Lakaz A organise aussi une activité biannuelle qui a pour nom Solidarité, Epanouissement Libération (SEL), sur tout un week-end, de vendredi à dimanche, à l'intention de ces parents, «Cette rencontre leur permet de raconter leur souffrance et de se rendre compte qu'ils ne sont pas seuls à vivre une telle épreuve. De s'épanouir en prenant soin d'eux, se coiffer, se maquiller. Ensuite, il y a la libération quand ils se sentent écoutés. Ils apprennent aussi vers quel centre de désintox canaliser leur proche usager de drogue.»
Lakaz A est ouverte à ceux dont les enfants, partenaires, frères ou soeurs, sont dans la drogue ou d'autres addictions ou quelque problème familial. Sans distinction de communauté, de culture. Elle fait aussi de l'écoute téléphonique.
Seize ans aujourd'hui depuis que cette maison d'accueil du jour, a ouvert ses portes dans l'amour et l'amitié, de 9 à 16 heures, du lundi au vendredi, à ceux et celles qui n'ont nulle part où aller pour être écoutés et soutenus. Vous pouvez les contacter sur 212 75 41, 5763 9070.

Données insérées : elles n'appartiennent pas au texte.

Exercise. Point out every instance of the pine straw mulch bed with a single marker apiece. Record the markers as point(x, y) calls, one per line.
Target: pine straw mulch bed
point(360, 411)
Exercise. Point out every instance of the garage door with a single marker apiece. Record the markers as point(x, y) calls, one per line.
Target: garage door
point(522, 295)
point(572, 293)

Essais cliniques importants sur la MDMA et les champignons magiques
La MDMA est un produit psychoactif connu comme ecstasy. Autrefois, on l'appelait empathie. Dans les années 70 aux États-Unis, on l'utilisait lors de thérapies familiales et de couples. La MDMA, explique Kunal Naïk, est un empathogène. Elle fait les gens ressentir des choses positives car elle agit sur la sérotonine, l'hormone du bonheur. Quand les Conventions l'ont criminalisée, ces thérapies ont été stoppées. Mais de gros groupes aux USA et en Espagne et plusieurs universités américaines comme Stanford, Berkly et l'Imperial College en Grande-Bretagne font des essais cliniques sur la MDMA et les champignons magiques. «Ils mènent des MDMA assisted therapy et connaissent des avancées extrêmement positives». La MDMA traite le Post Traumatic Stress Disorder. Et 67 % des Américains souffrant de hard to treat and treatment resistant depression, qui font partie de ces essais cliniques sous supervision de deux thérapeutes, se sentent mieux car la MDMA ne modifie pas le cerveau mais permet aux personnes d'explorer les étapes douloureuses de leur vie en se sentant bien. «Jusqu'à l'an prochain, des États aux USA légaliseront la MDMA assisted therapy. Là, ils en sont aux derniers trials.» La MDMA est pour les personnes souffrant de traumatismes, de dépression, d'anxiété mais pas pour les gens souffrant de conditions psychiatriques. Les champignons magiques aussi révolutionnent le monde de la psychiatrie et là, les personnes souffrant de dépressions n'ayant pu être traitée par antidépresseurs pendant longtemps ou d'une addiction à l'alcool, vont mieux après trois à quatre sessions. «Les thérapeutes notent qu'elles n'ont plus de symptômes dépressifs car les champignons magiques agissent sur la neuroplasticité du cerveau, créant de nouvelles connexions et éteignant les réseaux qui ne sont plus fonctionnels. À Maurice, on est loin de tout cela.»